Ducking behind an abandoned car, he paused to collect his breath, to brace himself for the final stretch. He peeked out the windshield to see the same two gunmen, running toward his direction.

Panic outweighed reason, and Brock ran from his hiding spot and into an alley. The gunshots were directed at him now, and the possibility of dying, right here, right now, sent shots of terror through Brock.

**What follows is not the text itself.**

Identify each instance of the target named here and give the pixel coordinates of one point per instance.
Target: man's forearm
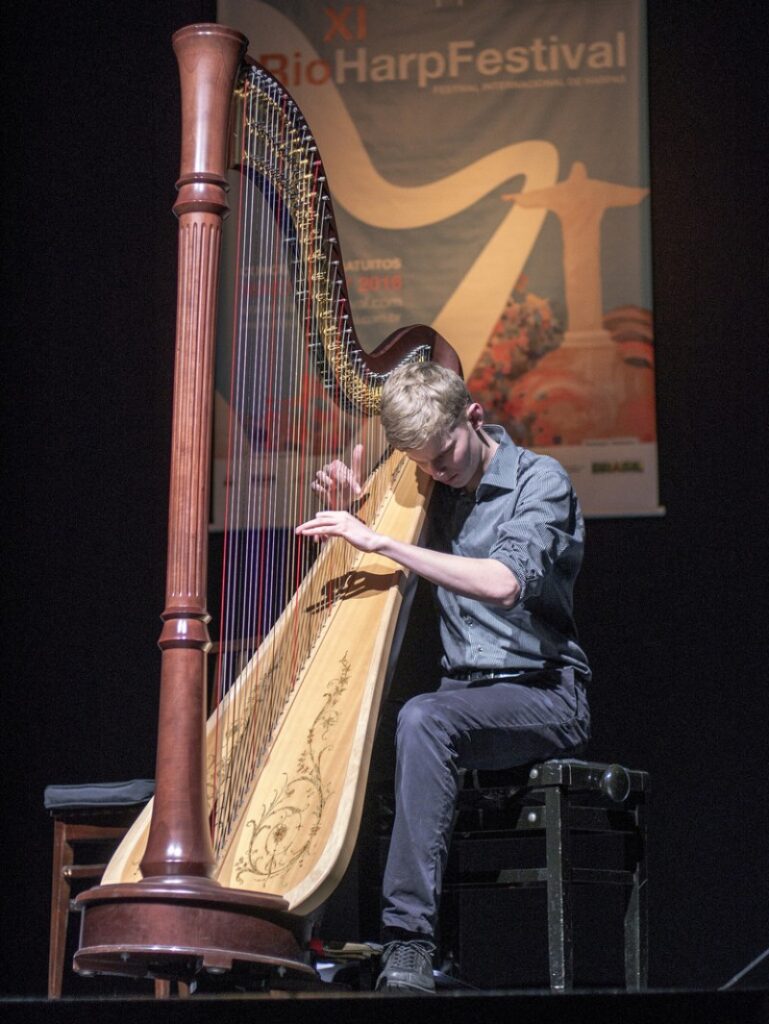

When he was but a block away from the green bastion of safety, he panted heavily and nearly keeled over. The gunshots behind him kept him from stopping completely. He turned to see that more of the gunmen following him. He sidestepped into an alley just after he saw the red "R" on each of their suits. The next street over was empty, for now at least. Brock weaved through the streets among cars and debris to make it harder for anyone to land a shot.

"Come on Brock," he thought, "You're almost there. Just a little more…yes! You made-"

He collapsed and fell, nearly crushing the egg in the process. His first instinct was to get up and keep running, but he decided to play dead in a bush.

"He's dead!" shouted a gunman. "Let's move on!"

Brock scoffed under his breath. "They're still a bunch of idiots," he thought, grinning slyly. The gunfire around him ceased, but Brock didn't risk moving from his hiding spot yet. He sat unmoving for twenty minutes before bolting into the welcoming arms of the surrounding forest, leaving Hearthome City behind him.

He trekked on until the city disappeared from sight before picking a tree to hide in. Cupping his bloody, mangled ear, he tried to quell the pain from the cut, but to no avail. By the time he found a tree large enough to conceal him, a bloodstain the size of a fully enlarged Poké Ball formed on his shoulder.

The redwood towered at least fifty feet, its branches casting shadows that completely surrounded Brock. "How the hell are Ash and Dawn supposed to find me all the way up there?" he thought.

Suddenly, with a stroke of genius, he smeared a dark red "B" on the tree's stump with his blood-moistened shirt. He had to dab at blood from his ear, which renewed the pain excruciatingly. Brock grunted and almost had to stop, but he eventually finished with a dark, yet legible "B" on the tree. "They should be able to know what that means," he thought.

Gripping the lowest branch, Brock climbed the tree until its prickly branches concealed him completely. He laid himself on a wide branch and slung the strap of his bag around a branch above him. A drop of blood on his arm reminded him of the first aid kits that he stole, so he grabbed it from his pack. Creams and tools and utensils and all sorts of medicines lay inside. Brock gasped to see two boxes of painkillers and one of penicillin.

He dug through the kit for a few minutes before finding a roll of gauze bandages wedged in a corner. "Bingo," Brock thought, unrolling the bandages. He pulled out a pocket mirror from the kit and lightly touched the bandage against his wound.

The pain intensified twenty-fold, and Brock barely managed to contain his screams. It was almost like glass dug into that same spot over and over again. He forced himself to pause, wondering how could wrap the wound without passing out from the pain. Then, he remembered the painkillers in the first aid kits.

He fumbled with the box as he opened it, nearly crushing one of the pills when he punched it out of the foil packaging. Swallowing the pill, the bitter aftertaste left Brock cringing while he waited for the pain to alleviate.

"Alright, let's try this again," thought Brock, hesitating to wrap the bandage roll around his ear. But the feeling on his ear that ensued was sensational. Better yet, the lack of feeling was what made Brock sigh in relief. Once finished, he admired his handiwork in the mirror, grinning at his neatly wrapped ear.

"It's the best I can do without stitches, anyways," Brock said to himself. He shoved the first aid kit and painkillers in his bag, dug out some food and, with egg in hand, began the long wait.